2023年11月27日月曜日

10月書評の9️⃣

神戸モダン建築祭に行ってきた。東遊園地近くの高砂ビル、神戸税関、ランチはシンガポール🇸🇬チキンライス、北野へ坂登って長く公開してなかった、とはいえコンサートなどに再利用はしているシュウエケ邸、北野メディウム邸、もとはドイツ人のお屋敷の中華民國留日神戸華僑總會など。天気も良くて、楽しく回った。久々に工事中のカバーが取れた神戸ポートタワー。ライトアップでは多色のイルミネーションができるようになり、最上部に外展望台も作るとか。営業は春から、点灯は12月下旬からだとか。嬉しかった。エモい。

◼️ 石川九楊「書と日本人」

金印が意味するもの、遣唐使廃止の+αの理由、モンゴル・元の台頭が招いたものとは。大胆な説、勉強になった。

まさにタイトル通りで、歴史状況、道具、絵画に描かれた書道の様子などから、専門的な説を言い切りで出してくる。書への愛情が強くにじむ1冊。

「漢委奴国王」の金印は紀元57年のもの。ということは中華の冊封体制の中で、この時期には漢文、漢語を十分理解して国際交渉まで出来ていたという事実を表している。

私の故郷の小学校区にあり昔よく遊んだ公民館はいま奴国の丘歴史公園、というものに変貌を遂げている。昔から遺跡発掘作業が行われ、教科書にも地名が乗る土地柄で、いまは奴国の中心地があったとされている。

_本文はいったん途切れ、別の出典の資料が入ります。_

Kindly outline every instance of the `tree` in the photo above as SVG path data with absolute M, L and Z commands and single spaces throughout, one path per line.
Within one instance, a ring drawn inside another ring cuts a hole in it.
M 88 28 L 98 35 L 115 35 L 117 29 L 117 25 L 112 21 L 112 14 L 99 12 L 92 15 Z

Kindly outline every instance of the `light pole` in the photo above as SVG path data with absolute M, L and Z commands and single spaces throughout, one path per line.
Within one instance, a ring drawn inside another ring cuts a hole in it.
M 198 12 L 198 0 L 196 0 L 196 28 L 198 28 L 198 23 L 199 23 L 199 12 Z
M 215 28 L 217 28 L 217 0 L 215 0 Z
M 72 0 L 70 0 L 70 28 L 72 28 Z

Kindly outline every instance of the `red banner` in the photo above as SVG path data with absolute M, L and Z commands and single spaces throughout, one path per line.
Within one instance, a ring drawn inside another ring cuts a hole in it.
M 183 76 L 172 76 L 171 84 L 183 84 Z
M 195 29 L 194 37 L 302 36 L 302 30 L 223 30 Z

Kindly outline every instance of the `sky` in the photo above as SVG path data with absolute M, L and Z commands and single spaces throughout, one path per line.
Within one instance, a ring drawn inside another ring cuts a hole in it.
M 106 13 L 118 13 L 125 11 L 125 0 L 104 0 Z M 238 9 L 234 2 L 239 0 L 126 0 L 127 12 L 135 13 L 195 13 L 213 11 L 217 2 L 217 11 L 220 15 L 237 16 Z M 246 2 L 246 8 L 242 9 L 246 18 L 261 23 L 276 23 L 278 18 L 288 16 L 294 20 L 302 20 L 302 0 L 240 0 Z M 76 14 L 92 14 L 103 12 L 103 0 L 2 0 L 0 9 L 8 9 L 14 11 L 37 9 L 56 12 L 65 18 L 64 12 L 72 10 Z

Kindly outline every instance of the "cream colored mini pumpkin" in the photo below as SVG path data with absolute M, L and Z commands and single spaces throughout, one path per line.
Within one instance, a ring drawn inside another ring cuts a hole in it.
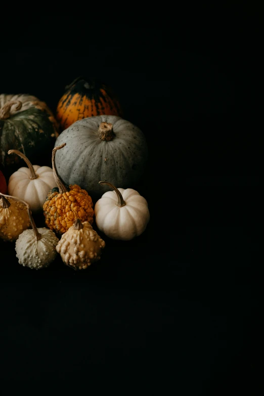
M 146 200 L 133 189 L 117 189 L 107 182 L 99 183 L 107 184 L 114 191 L 105 193 L 95 204 L 99 229 L 112 239 L 128 241 L 140 235 L 150 218 Z
M 13 242 L 30 227 L 27 207 L 16 197 L 0 194 L 0 238 Z
M 37 228 L 28 204 L 27 209 L 32 229 L 26 230 L 19 235 L 16 242 L 16 256 L 19 264 L 39 270 L 48 267 L 55 259 L 59 239 L 51 230 Z
M 105 242 L 89 222 L 76 218 L 56 246 L 63 262 L 74 270 L 85 270 L 101 258 Z
M 8 193 L 27 202 L 32 212 L 42 210 L 48 193 L 56 186 L 52 169 L 49 166 L 32 165 L 17 150 L 10 150 L 8 154 L 17 154 L 28 166 L 22 166 L 11 174 L 8 185 Z

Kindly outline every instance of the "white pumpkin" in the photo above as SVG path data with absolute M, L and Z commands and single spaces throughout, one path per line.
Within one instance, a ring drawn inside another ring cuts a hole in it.
M 26 201 L 33 212 L 42 210 L 49 191 L 56 186 L 53 171 L 49 166 L 32 165 L 27 157 L 17 150 L 8 154 L 16 154 L 24 159 L 28 168 L 22 166 L 9 178 L 8 191 L 10 195 Z
M 51 230 L 36 228 L 29 205 L 27 202 L 24 203 L 27 206 L 32 229 L 25 230 L 17 239 L 16 256 L 19 264 L 39 270 L 49 266 L 57 255 L 56 247 L 59 239 Z
M 146 200 L 136 190 L 116 188 L 108 182 L 113 191 L 105 193 L 95 206 L 99 229 L 112 239 L 128 241 L 145 231 L 150 213 Z

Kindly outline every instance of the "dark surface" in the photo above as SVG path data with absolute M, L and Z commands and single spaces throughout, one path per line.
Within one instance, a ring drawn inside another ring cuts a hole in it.
M 133 384 L 161 385 L 162 394 L 257 394 L 260 29 L 257 13 L 244 11 L 224 31 L 213 19 L 176 38 L 171 27 L 115 24 L 85 49 L 69 37 L 4 46 L 1 93 L 35 95 L 55 111 L 78 75 L 115 89 L 149 144 L 138 190 L 151 220 L 133 241 L 105 237 L 101 260 L 82 273 L 59 258 L 24 268 L 14 245 L 0 241 L 3 379 L 98 374 L 123 394 Z

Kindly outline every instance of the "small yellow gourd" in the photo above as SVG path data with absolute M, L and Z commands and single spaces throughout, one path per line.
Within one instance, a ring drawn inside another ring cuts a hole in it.
M 13 242 L 30 227 L 27 207 L 16 197 L 0 194 L 0 238 Z
M 48 228 L 37 228 L 32 216 L 29 205 L 26 206 L 32 230 L 25 230 L 16 242 L 16 256 L 19 264 L 39 270 L 50 265 L 57 255 L 56 246 L 59 239 Z
M 105 242 L 89 222 L 81 223 L 76 218 L 71 227 L 62 235 L 56 246 L 67 266 L 74 270 L 85 270 L 92 262 L 101 258 Z

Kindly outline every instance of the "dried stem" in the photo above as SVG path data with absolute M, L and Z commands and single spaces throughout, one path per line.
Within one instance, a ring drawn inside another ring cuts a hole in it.
M 38 176 L 37 174 L 36 174 L 36 172 L 35 172 L 35 170 L 33 167 L 33 165 L 31 164 L 28 158 L 27 158 L 26 156 L 23 154 L 23 153 L 21 153 L 20 151 L 19 151 L 18 150 L 10 150 L 8 152 L 8 154 L 16 154 L 18 155 L 19 155 L 20 157 L 21 157 L 21 158 L 23 158 L 24 161 L 25 162 L 28 167 L 29 168 L 29 170 L 30 170 L 31 175 L 31 177 L 29 178 L 29 179 L 31 180 L 34 180 L 35 179 L 37 179 Z

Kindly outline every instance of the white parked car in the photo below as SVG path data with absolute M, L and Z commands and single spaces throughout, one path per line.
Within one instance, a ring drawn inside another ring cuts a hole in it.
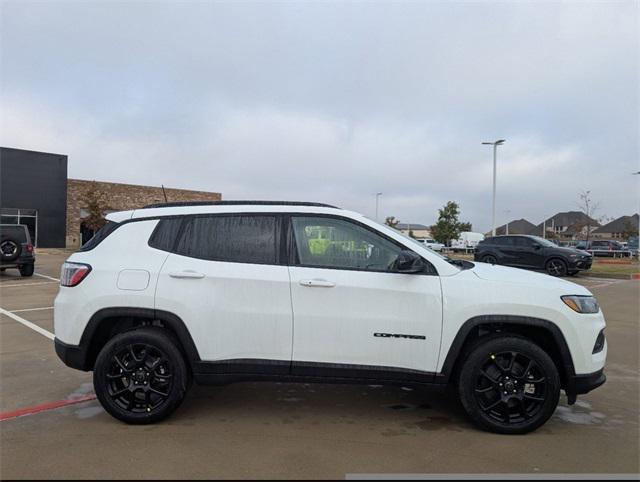
M 442 251 L 442 248 L 444 248 L 444 244 L 438 243 L 436 240 L 431 238 L 421 239 L 420 242 L 433 251 L 440 252 Z
M 484 240 L 484 234 L 482 233 L 463 231 L 458 236 L 458 239 L 454 239 L 451 242 L 451 249 L 453 251 L 471 251 L 476 249 L 478 243 L 482 240 Z
M 584 287 L 443 258 L 360 214 L 218 202 L 112 213 L 64 263 L 55 348 L 128 423 L 191 381 L 456 387 L 481 427 L 524 433 L 605 381 Z

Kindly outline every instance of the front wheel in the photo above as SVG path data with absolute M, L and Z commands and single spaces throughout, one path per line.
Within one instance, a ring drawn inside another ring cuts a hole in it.
M 560 377 L 535 343 L 502 335 L 480 341 L 463 363 L 458 382 L 467 414 L 481 428 L 503 434 L 531 432 L 553 414 Z
M 173 413 L 189 383 L 187 366 L 173 338 L 161 328 L 140 328 L 113 337 L 93 371 L 98 400 L 130 424 L 158 422 Z
M 547 273 L 551 276 L 566 276 L 567 275 L 567 263 L 561 259 L 550 259 L 545 265 Z

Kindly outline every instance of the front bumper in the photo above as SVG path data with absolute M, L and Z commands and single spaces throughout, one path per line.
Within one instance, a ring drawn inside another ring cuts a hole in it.
M 586 375 L 573 375 L 567 380 L 567 387 L 565 388 L 569 405 L 575 403 L 578 395 L 589 393 L 591 390 L 595 390 L 603 385 L 606 381 L 607 376 L 604 374 L 604 368 Z

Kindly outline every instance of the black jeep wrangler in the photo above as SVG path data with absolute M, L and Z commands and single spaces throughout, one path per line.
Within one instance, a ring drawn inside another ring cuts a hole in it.
M 0 271 L 16 268 L 22 276 L 33 276 L 35 262 L 27 227 L 22 224 L 0 224 Z

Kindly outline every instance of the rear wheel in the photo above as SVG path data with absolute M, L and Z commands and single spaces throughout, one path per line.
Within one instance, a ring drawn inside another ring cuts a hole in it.
M 116 335 L 98 355 L 93 384 L 98 400 L 130 424 L 158 422 L 178 408 L 189 376 L 182 353 L 161 328 Z
M 460 400 L 485 430 L 527 433 L 543 425 L 560 397 L 560 377 L 535 343 L 502 335 L 479 342 L 460 371 Z
M 10 262 L 18 259 L 22 245 L 15 239 L 5 238 L 0 242 L 0 259 Z
M 482 258 L 482 262 L 483 263 L 489 263 L 489 264 L 496 264 L 498 262 L 498 260 L 496 259 L 496 257 L 492 254 L 488 254 L 486 256 L 484 256 Z
M 550 259 L 545 266 L 547 273 L 551 276 L 566 276 L 567 275 L 567 263 L 561 259 Z

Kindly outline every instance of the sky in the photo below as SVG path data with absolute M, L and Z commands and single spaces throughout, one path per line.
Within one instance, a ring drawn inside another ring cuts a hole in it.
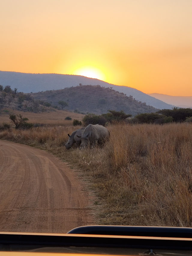
M 0 1 L 0 70 L 192 96 L 191 0 Z

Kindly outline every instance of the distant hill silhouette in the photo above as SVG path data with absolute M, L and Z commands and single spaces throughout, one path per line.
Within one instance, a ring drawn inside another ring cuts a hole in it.
M 65 101 L 68 106 L 64 109 L 83 113 L 100 114 L 107 113 L 110 109 L 122 110 L 127 114 L 134 116 L 158 110 L 153 107 L 134 99 L 132 96 L 128 97 L 123 93 L 100 86 L 81 86 L 31 95 L 35 99 L 51 103 L 52 105 L 59 106 L 59 101 Z
M 99 85 L 132 95 L 139 101 L 146 102 L 147 105 L 159 109 L 171 109 L 173 106 L 167 104 L 136 89 L 126 86 L 110 84 L 94 78 L 82 76 L 59 74 L 33 74 L 7 71 L 0 71 L 0 84 L 4 86 L 10 86 L 17 88 L 19 92 L 25 93 L 36 92 L 51 90 L 64 89 L 82 84 Z
M 192 96 L 171 96 L 159 93 L 151 93 L 148 95 L 176 107 L 192 108 Z

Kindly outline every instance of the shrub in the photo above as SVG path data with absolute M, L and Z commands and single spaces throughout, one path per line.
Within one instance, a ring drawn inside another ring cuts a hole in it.
M 98 102 L 99 104 L 105 104 L 107 102 L 105 99 L 101 99 L 99 100 Z
M 192 116 L 192 109 L 176 107 L 172 109 L 162 109 L 157 113 L 167 116 L 172 116 L 174 122 L 183 122 L 188 117 Z
M 65 120 L 71 120 L 72 118 L 70 116 L 67 116 L 65 118 Z
M 28 119 L 26 117 L 23 117 L 22 115 L 14 115 L 14 114 L 9 114 L 9 119 L 11 121 L 15 126 L 15 129 L 18 129 L 20 126 L 23 124 L 26 123 L 26 121 Z
M 144 113 L 136 116 L 134 119 L 136 122 L 141 124 L 153 124 L 157 119 L 159 119 L 165 117 L 165 116 L 157 113 Z
M 20 129 L 23 129 L 23 130 L 27 130 L 33 127 L 33 124 L 32 123 L 27 123 L 26 122 L 24 122 L 20 126 Z
M 7 123 L 3 123 L 2 125 L 0 125 L 0 130 L 4 131 L 4 130 L 7 130 L 9 129 L 10 127 L 10 125 L 9 124 Z
M 77 119 L 74 119 L 73 122 L 73 125 L 74 126 L 77 125 L 82 125 L 82 123 L 81 121 L 79 121 Z
M 192 116 L 190 116 L 189 117 L 187 117 L 185 121 L 187 123 L 192 123 Z
M 94 114 L 89 113 L 86 115 L 82 119 L 83 125 L 87 126 L 91 124 L 96 125 L 98 124 L 104 126 L 107 120 L 106 118 L 102 116 L 97 116 Z
M 110 123 L 112 123 L 114 121 L 124 121 L 128 117 L 131 116 L 131 115 L 126 114 L 121 110 L 121 111 L 115 111 L 115 110 L 108 110 L 109 113 L 106 114 L 103 114 L 101 116 L 104 117 L 107 121 Z

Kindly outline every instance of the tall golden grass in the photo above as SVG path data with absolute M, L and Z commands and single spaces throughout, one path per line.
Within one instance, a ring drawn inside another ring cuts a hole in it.
M 27 117 L 28 122 L 33 124 L 38 124 L 40 125 L 48 125 L 50 126 L 58 125 L 69 126 L 72 125 L 73 120 L 77 119 L 81 120 L 84 115 L 62 110 L 56 110 L 54 111 L 40 113 L 23 112 L 11 109 L 4 109 L 0 115 L 0 124 L 3 122 L 9 123 L 10 122 L 9 113 L 13 113 L 15 115 L 20 114 L 23 117 Z M 72 119 L 72 121 L 66 121 L 64 119 L 69 116 Z
M 100 198 L 98 224 L 192 227 L 192 125 L 108 128 L 104 146 L 81 150 L 64 146 L 71 126 L 6 130 L 0 139 L 48 150 L 81 168 Z

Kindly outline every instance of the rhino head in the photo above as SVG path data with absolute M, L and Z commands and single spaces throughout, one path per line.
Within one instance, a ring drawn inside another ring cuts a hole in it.
M 68 135 L 69 136 L 69 139 L 67 142 L 65 144 L 65 146 L 67 149 L 70 149 L 74 143 L 73 138 L 72 138 L 68 134 Z
M 81 143 L 80 147 L 85 148 L 90 144 L 91 138 L 91 132 L 89 131 L 87 133 L 83 133 L 81 136 Z

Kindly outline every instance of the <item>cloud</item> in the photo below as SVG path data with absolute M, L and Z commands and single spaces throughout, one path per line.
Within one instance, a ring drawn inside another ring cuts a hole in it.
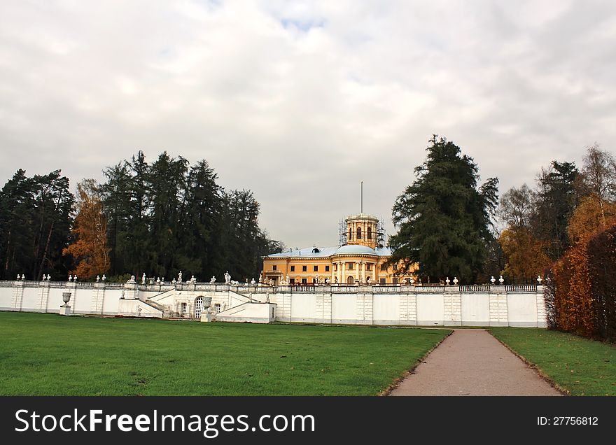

公園には歴史資料館やドーム状の建物があり、ドームでは弥生時代の甕棺(かめかん)の墓を発掘した状態で展示している。

公務員の父親が金印の寸法を測った、と言う話を小学生時、友人に聞かされるなど発見された福岡では何かと身近な存在。この金印は我が国で最も古い文字の記録らしい。

秦の始皇帝が中華世界を統一した紀元前200年ころから漢語が周辺地域にあふれ出し、その後仏教が伝来した日本では写経により識字率が上がっていった。やがて日本語の発音に漢語を合わせる方向となり、万葉仮名、さらには楷書、行書、草書と書体が移っていく中でついに平仮名が生まれ、和歌や女官であり女流作家であった人々、清少納言とか紫式部ですねー、によって和文というものが生まれていった。

菅原道真が遣唐使を廃止したのは、唐が滅亡の危機に瀕していたこと、渡海の危険に加え、自国の文字が多様化し、もはや言語的に得るものはないと判断したから、というニュアンスもあったのだとか。

元の台頭により滅ぼされた宋の知識人たちが日本に大挙亡命し、これにより当時宋のトレンドだった禅宗が大々的に取り入れられることになった、という説はストンと落ちた。禅宗は位置付けや歴史がもうひとつ分からない。見えないところの霧が晴れた気分である。

三筆は空海、嵯峨天皇、橘逸勢、三蹟は小野道風、藤原佐理、藤原行成。柿本人麻呂や空海、小野道風らの書の特徴とその役割などは興味深い。書道とくれば奈良の大仏を造らせた聖武天皇の妻・光明皇后の「楽毅論」はやはり出て来ている。相変わらずゴツゴツした字だとちょっと微笑。

自分は習字を1年間やっただけ。でもどこか墨を使う書道は好きで、中学でも高校でも必修クラブは書道部、選択芸術も書道だった。書はこうして何年かに1度知識を整理し刺激を与える。今回は出てこなかったが良寛の書は人気が高く、その秘密を再認識したいと思ってたりする。

やはり書は面白い。また関連本を読もうと思う。